Lessons Learned: The Importance of Pattern Based Thinking
In my last blog, I wrote about the importance of using abstraction in IT, and how its’ power has grown over the last several decades. One of the most significant advances in abstraction has been the use of patterns to describe various structural and behavioral models throughout IT. These models include architectural, data, design and process patterns, among others. When consulting with a wide variety of clients, my colleagues and I have found that the use isn’t as prevalent as we have come to expect, so I’d like to shed some light on what patterns mean to the IT disciplines.
Implicitly, we humans employ patterns in our everyday lives. We recognize patterns of musical style and can assign it to a genre (e.g. Jazz, Rock, and Baroque); or we can look at certain iconic styles of architecture and provide layman’s terms to a set of styles (e.g. Queen Anne or Federalist). We perform this categorization almost without thinking. In some cases, we use it as a guide for purchases (e.g. conveying a type of vehicle we wish to buy).
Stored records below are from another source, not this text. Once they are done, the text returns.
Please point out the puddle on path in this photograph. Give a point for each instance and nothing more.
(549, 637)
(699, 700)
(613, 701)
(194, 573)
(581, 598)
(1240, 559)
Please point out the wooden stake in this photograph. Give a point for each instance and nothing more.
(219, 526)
This power of abstraction allows us to convey a large set of attributes with the simple utterance of a phrase. This power to transmit a knowledge set and its implicit assumptions is quite powerful. In the 1970’s, a building architect named Christopher Alexander wrote two groundbreaking books titled: A Pattern Language- Towns, Buildings and Construction and The Timeless Way of Building. He codified what he had learned over decades of design so that problems encountered in the architectural and construction process could be characterized. The pattern language he created was a tool to facilitate solution creation for recurring problems. It had a lot of power, but was essentially ignored by the building industry. In the 1990’s, however, people in the software industry did take notice, and in 1995 a groundbreaking work for software, titled Design Patterns, emerged and took the software industry by storm.
My first reaction when browsing this book back then was: “finally someone articulated what I was sensing for a long time.” As pattern books exploded in the ensuing years, one author contacted Christopher Alexander and told him about the impact he made. In a forward to a software patterns book, Alexander stated that he was stunned at the reach it had achieved even as his own industry largely ignored his work.
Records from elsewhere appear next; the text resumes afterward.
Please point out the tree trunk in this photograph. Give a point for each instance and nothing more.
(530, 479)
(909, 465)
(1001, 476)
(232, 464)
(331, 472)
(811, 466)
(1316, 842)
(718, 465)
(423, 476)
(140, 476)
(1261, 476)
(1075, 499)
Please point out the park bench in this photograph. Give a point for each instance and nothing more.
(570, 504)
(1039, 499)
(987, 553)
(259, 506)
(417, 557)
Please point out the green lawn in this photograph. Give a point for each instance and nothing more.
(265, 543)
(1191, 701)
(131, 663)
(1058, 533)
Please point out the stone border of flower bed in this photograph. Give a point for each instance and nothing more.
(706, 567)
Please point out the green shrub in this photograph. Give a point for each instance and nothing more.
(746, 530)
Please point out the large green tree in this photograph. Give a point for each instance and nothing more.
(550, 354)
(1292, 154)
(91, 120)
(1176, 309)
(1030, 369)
My colleagues and I have used IT patterns extensively because of its power to convey so much information in such a compact form. We have been able to codify a collection of patterns (functional, data, storage, application, deployment, etc.) and have plans for several more categories.
We have found that working in patterns allows problem solvers to get to the essence of an implementation without getting bogged down into the details. While details are important in some discussions, they need to be exposed in layers that make sense. In the case of application patterns and fitness for a cloud implementation, it makes more sense to work with patterns that describe application structure and behavior first. For example, most of our clients can easily contrast the requirements between ERP, CRM, and eCommerce applications. They can speak effectively about the different quality thresholds of availability, transaction volumes, and concurrent usage for each without getting tangled up in the nuances of Joe’s vs. Sally’s applications. This approach is similar to how we would contrast the idealized listening environments for Classic Rock vs. Renaissance Choral Music.
Patterns can be assigned qualities that define how they can be implemented. These qualities are not “fuzzy;” they can have specific values that act as construction guidelines and constraints. Qualities will be a blog topic in a later installment.
The Key Lesson Learned After All This Time
In IT, patterns are used in design and construction both implicitly or explicitly. When used implicitly, they tend to lack structure and comprehensibility. Instead, patterns emerge in an ad-hoc fashion, much like how a shanty town is formed.
When patterns are used properly they provide considerable value to an organization, including cost reduction, increased velocity of delivery and risk reduction.
Patterns reduce complexity, while highlighting commonality of function, making it easier to design sustainable systems. This leads to more effective innovation, more effective reuse of solved problems, and better knowledge transfer through the conveyance of more consumable information.
Patterns can be expressed in layers of abstraction, which can include architectural, application, functional, data, coding, etc. This facilitates conversations between stakeholders at the proper level of abstraction. It also facilitates construction or migration due to the predefined and pre-integrated design components available.
As always, I am eager to hear your feedback.